# Leopard Wood and Tung oil?



## douginaz (Jun 11, 2007)

Merry Christmas all. I'm in the middle of making a rather large 16X21X10" box for my nephew. I pretty much have the mechanics of it made so the mind goes to finishing. My standard in the past has been bullseye shellac and wipe on poly. I normally don't use a stain. The wood is new to me, leopard wood has always held a little mystery to me. I just love the look but don't have a clue what to use for a finish on it. I'm thinking just plain tung oil until I get the pop and smoothness I'm looking for. Any and all suggestions are welcome.





Thanks All, 
Doug in AZ.


----------



## DanYo (Jun 30, 2007)

If it were me, I'd use oil finish, and follow with shellac. Should make it pop !


----------



## schwingding (Dec 5, 2007)

Yup, oil of choice, then shellac. My favorite finish is oil, shellac, then ArmRSeal. I prefer Watco as it is thinner than most "tung oils" I've used and soaks in further.

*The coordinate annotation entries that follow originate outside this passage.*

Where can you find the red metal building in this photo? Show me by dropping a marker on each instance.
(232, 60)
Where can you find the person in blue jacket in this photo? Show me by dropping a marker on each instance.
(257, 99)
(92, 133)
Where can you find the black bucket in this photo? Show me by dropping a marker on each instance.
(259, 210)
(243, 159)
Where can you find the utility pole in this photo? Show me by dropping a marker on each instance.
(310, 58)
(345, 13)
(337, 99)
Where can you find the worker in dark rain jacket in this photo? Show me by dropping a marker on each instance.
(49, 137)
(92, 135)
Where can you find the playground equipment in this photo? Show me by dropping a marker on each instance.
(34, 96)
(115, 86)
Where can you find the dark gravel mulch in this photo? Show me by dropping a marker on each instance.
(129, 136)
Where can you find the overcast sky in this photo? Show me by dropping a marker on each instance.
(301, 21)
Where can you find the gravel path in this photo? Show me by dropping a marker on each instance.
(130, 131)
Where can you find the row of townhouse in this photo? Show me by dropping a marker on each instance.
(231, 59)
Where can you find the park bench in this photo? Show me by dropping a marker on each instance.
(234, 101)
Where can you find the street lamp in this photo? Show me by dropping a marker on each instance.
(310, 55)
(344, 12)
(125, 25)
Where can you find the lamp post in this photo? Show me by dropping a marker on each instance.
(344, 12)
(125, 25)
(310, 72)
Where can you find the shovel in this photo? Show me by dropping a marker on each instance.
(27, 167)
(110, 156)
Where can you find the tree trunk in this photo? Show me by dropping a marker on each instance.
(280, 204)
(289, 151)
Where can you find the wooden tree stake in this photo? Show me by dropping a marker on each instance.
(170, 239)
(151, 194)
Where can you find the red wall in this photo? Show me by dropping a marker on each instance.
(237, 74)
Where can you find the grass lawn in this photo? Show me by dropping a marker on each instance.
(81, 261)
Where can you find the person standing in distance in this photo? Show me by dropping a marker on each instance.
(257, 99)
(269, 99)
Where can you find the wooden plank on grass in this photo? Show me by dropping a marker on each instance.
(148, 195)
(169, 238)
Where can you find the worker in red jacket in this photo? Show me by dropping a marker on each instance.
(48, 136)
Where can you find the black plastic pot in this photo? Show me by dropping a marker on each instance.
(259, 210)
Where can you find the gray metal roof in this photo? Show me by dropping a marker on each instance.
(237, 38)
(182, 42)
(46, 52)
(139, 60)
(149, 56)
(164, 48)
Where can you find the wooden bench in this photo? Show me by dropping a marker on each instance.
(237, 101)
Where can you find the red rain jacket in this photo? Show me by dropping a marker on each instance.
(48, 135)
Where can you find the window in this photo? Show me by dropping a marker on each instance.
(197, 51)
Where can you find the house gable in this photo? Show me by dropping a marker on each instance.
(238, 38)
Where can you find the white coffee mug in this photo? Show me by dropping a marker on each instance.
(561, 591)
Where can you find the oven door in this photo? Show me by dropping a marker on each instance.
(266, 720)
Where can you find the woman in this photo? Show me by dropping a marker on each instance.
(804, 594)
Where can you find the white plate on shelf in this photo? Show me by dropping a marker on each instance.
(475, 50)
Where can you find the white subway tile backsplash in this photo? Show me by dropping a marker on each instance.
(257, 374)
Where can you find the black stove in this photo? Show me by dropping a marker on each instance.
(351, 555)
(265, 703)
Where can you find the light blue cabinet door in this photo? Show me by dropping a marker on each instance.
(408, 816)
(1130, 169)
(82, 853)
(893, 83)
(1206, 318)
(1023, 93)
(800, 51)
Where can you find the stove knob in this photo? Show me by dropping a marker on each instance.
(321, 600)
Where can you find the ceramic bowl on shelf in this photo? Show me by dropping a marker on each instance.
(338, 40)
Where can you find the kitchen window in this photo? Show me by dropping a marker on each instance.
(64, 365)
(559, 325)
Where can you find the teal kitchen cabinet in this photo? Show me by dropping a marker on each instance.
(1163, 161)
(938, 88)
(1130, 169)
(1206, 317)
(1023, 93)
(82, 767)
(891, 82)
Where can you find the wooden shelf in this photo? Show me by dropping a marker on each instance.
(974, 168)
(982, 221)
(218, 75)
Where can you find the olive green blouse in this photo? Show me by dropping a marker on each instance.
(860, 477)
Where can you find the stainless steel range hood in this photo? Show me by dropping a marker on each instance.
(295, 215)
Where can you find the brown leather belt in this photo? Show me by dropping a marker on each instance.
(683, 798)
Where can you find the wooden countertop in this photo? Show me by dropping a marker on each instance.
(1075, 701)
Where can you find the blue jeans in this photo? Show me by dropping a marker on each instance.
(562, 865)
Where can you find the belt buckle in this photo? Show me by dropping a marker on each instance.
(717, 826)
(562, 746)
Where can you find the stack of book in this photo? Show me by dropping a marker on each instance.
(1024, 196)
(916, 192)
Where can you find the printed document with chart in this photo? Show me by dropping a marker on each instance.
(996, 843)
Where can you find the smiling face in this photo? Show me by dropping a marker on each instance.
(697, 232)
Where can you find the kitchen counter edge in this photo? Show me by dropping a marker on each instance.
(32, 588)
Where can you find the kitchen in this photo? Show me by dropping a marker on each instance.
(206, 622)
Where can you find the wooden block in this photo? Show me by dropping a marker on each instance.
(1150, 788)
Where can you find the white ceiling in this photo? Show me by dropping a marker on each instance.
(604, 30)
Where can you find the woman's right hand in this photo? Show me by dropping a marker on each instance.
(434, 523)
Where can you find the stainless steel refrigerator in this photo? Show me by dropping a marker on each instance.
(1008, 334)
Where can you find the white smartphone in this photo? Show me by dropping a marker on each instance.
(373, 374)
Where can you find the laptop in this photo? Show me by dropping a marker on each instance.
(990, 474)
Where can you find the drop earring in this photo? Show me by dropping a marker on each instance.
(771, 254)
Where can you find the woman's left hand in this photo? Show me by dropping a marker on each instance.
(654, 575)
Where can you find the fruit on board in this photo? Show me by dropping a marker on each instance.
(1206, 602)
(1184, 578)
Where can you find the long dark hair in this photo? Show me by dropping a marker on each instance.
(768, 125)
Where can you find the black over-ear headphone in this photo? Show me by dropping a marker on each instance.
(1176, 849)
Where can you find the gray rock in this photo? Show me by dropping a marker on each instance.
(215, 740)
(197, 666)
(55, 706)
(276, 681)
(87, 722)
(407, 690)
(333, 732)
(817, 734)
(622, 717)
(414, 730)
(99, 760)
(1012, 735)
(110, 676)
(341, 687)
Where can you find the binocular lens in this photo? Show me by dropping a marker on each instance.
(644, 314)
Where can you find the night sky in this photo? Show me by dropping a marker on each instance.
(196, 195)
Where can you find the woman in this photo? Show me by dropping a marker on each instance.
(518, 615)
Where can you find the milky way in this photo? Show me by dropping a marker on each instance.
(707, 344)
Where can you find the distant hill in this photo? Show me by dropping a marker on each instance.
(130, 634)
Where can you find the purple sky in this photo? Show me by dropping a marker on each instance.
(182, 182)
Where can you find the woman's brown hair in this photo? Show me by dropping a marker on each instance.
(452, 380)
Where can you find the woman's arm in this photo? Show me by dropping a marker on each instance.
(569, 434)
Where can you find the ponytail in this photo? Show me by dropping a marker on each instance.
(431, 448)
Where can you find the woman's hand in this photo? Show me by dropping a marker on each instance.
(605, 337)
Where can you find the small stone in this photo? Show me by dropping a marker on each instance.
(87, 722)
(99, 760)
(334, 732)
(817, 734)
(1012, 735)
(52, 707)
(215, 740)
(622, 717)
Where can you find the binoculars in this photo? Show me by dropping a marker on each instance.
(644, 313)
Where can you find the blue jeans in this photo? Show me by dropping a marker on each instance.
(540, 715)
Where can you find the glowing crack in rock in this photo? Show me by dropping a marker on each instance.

Couple of coats of oil, then one coat of shellac, then sand to 320 to get rid of the fuzzies. Then 3 coats of ArmRSeal, the 2nd one rubbed in with 0000 steel wool. Then when cured rub out with Liberon 0000 wool and Howard FeedNWax. Take a look at the shaker desk in my projects library, it was finished exactly that way.

Leopardwood will respond wonderfully to the oil. If you could wipe it down with a light brown dye first, then sand it with 320, you'll pop the figure even more.


----------



## mroe (Apr 15, 2012)

Schwingding, your above comment suggesting "wipe it down with a light brown dye first, then sand with 320". When does the dye go on; before the oil or after the oil? Thanks
mroe6


----------